Boron-graphdiyne: superstretchable semiconductor with low thermal conductivity and ultrahigh capacity for Li, Na and Ca ions storage

TL;DR

This paper investigates boron-graphdiyne, a newly synthesized 2D material, revealing its superstretchability, low thermal conductivity, and high capacity for Li, Na, and Ca ions, making it promising for flexible electronics and energy storage.

Contribution

The study provides the first comprehensive theoretical analysis of boron-graphdiyne's mechanical, electronic, optical, and thermal properties, highlighting its potential for advanced energy storage and flexible nanoelectronics.

Findings

Exhibits superstretchability due to porous structure and flexibility.

Has a narrow band-gap of 1.15 eV, tunable by strain.

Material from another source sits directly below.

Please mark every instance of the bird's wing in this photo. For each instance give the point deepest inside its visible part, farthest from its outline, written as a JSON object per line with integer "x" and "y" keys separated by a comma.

Displays ultralow thermal conductivity (~2.5 W/mK) at room temperature.

Abstract

Most recently, boron-graphdiyne, a {\pi}-conjugated two-dimensional (2D) structure made from merely sp carbon skeleton connected with boron atoms was successfully experimentally realized through a bottom-to-up synthetic strategy. Motivated by this exciting experimental advance, we conducted density functional theory (DFT) and classical molecular dynamics simulations to study the mechanical, thermal conductivity and stability, electronic and optical properties of single-layer B-graphdiyne. We particularly analyzed the application of this novel 2D material as an anode for Li, Na, Mg and Ca ions storage. Uniaxial tensile simulation results reveal that B-graphdiyne owing to its porous structure and flexibility can yield superstretchability. The single-layer B-graphdiyne was found to exhibit semiconducting electronic character, with a narrow band-gap of 1.15 eV based on the HSE06 prediction. It was confirmed that the mechanical straining can be employed to further tune the optical absorbance and electronic band-gap of B-graphdiyne. Ab initio molecular dynamics results reveal that B-graphdiyne can withstand at high temperatures, like 2500 K. The thermal conductivity of suspended single-layer B-graphdiyne was predicted to be very low, ~2.5 W/mK at the room temperature. Our first-principles results reveal the outstanding prospect of B-graphdiyne as an anode material with ultrahigh charge capacities of 808 mAh/g, 5174 mAh/g and 3557 mAh/g for Na, Ca and Li ions storage, respectively. The comprehensive insight provided by this investigation highlights the outstanding physics of B-graphdiyne nanomembranes, and suggest them as highly promising candidates for the design of novel stretchable nanoelectronics and energy storage devices.